On Thursday evening the staff play football (well I say play...) It's a rag taggle mob of slightly unfit lecturers and support staff who turn up, stomachs protruding impressively through the replica shirts of the mighty (Chelsea, Spurs, Man Utd, Brazil and Argentina all on display) and run headlessly around the five a side pitch, doing their bit to support Activate St Mary's - the anti-obesity programme that the workplace health department at the University run - I have to say it's a losing battle.


The teams normally line up along Facilities v Finance lines - with the fistful of academics making up the numbers on each side. Facilities normally play in yellow bibs and as I turned up in my Oxford United circa 1986 Milk Cup final winning shirt I was immediately placed in their team. There followed two hours of neat build up work by both teams followed by the inevitable blaze over the bar from six yards out as the red mist descended and we lost control in the momentary belief that we'd stopped being our fairly mediocre selves and had in fact genuinely become our cult heroes: Frank Lampard, Glenn Hoddle, George Best, Pele, Maradona ... and ...ummm!... Gary Briggs (google him!)


In the end it was great fun, despite some moments of competitiveness and a couple of hospital tackles. After a couple of hours and with the sun setting came the ultimate amateur moment of 'next goal wins' which pissed the finance lads off a bit as they were 27 -11 up.

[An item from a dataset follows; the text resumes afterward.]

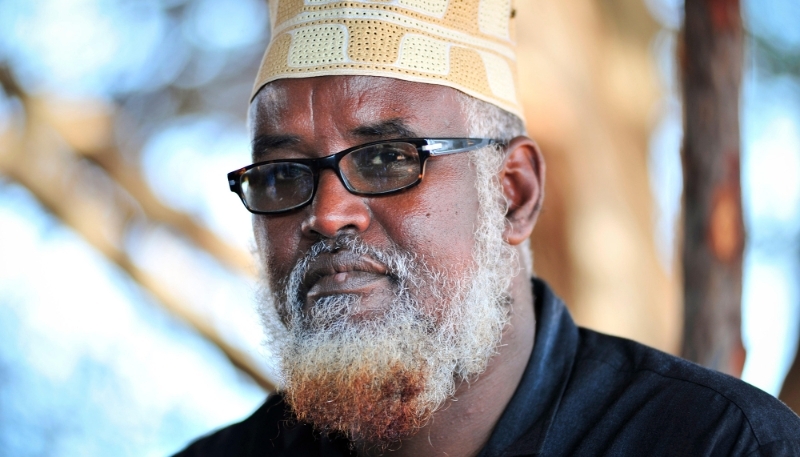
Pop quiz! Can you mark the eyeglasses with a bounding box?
[228,138,503,214]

Fortunately no sulking was necessary as Mario Kempes knocked over a speculative ball for Jimmy Greaves to bundle in at the far post... not for the first time the Oxford defence... knackered... were caught flat footed.

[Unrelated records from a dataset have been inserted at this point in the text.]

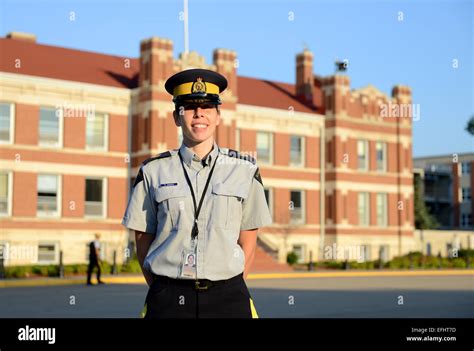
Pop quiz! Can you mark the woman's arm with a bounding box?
[238,228,258,279]
[135,231,155,286]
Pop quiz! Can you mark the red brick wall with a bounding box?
[63,117,87,149]
[107,178,127,218]
[15,104,39,145]
[12,172,37,216]
[62,174,86,217]
[273,133,290,166]
[109,114,128,152]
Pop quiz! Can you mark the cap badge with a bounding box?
[191,77,207,94]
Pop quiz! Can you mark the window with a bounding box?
[359,245,371,262]
[178,127,183,146]
[263,188,273,217]
[377,193,387,227]
[357,140,369,171]
[0,172,12,216]
[85,179,105,217]
[290,135,304,166]
[462,187,471,202]
[235,128,240,150]
[39,107,62,147]
[86,113,107,150]
[257,132,273,163]
[358,193,369,226]
[290,190,304,224]
[461,213,472,228]
[375,142,387,172]
[37,174,59,216]
[38,243,57,263]
[0,102,14,143]
[461,161,471,174]
[291,245,306,263]
[379,245,389,262]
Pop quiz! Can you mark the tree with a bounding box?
[413,174,439,230]
[466,115,474,135]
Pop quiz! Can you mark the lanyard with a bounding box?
[178,148,219,240]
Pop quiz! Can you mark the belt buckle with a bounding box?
[194,280,209,290]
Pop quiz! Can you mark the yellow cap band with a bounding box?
[173,82,219,97]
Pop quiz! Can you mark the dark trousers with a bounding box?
[144,274,258,319]
[87,259,100,284]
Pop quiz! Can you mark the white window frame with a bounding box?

In another part of Twickenham the 'bloodgate' scandal at Harlequins have brought sport and theatre together in a different way. Tim Williams, a rough, tough Rugby Union player, forced a substitution by using a fake blood capsule, hidden in his sock, retrieved and bitten at the crucial moment in a match against Leinster last Easter. The injury allowed Quins to put on Nick Evans a player more likely to sneak a win through a drop goal. The dastardly plot didn't work out, and Leinster won, but the affair takes melodrama to a new level. Dean Richards, the ex-England legend and caddish coach who instrumented the whole scheme with cunning disregard for sportsmanship, received a three year ban today, with Sky sports taking lots of plaudits for catching the whole thing in high definition, from several hundred different angles.


I quite like theatrical solutions, though. They seems much more innovative than steroids. My favourite cheats story is of a cyclist from the 1930's, when the Tour de France used to race some legs overnight. This magnificent idler, tired of pedalling, held a champagne cork in his mouth, attached by piano wire to the lead car, completely invisible in the dark of the night. Simple stay awake and upright! He would have got away with it as well had it not been for the fact that cars weren't so fast back then and when an over enthusiastic team mate tried to bravely overtake he almost got his head sliced off.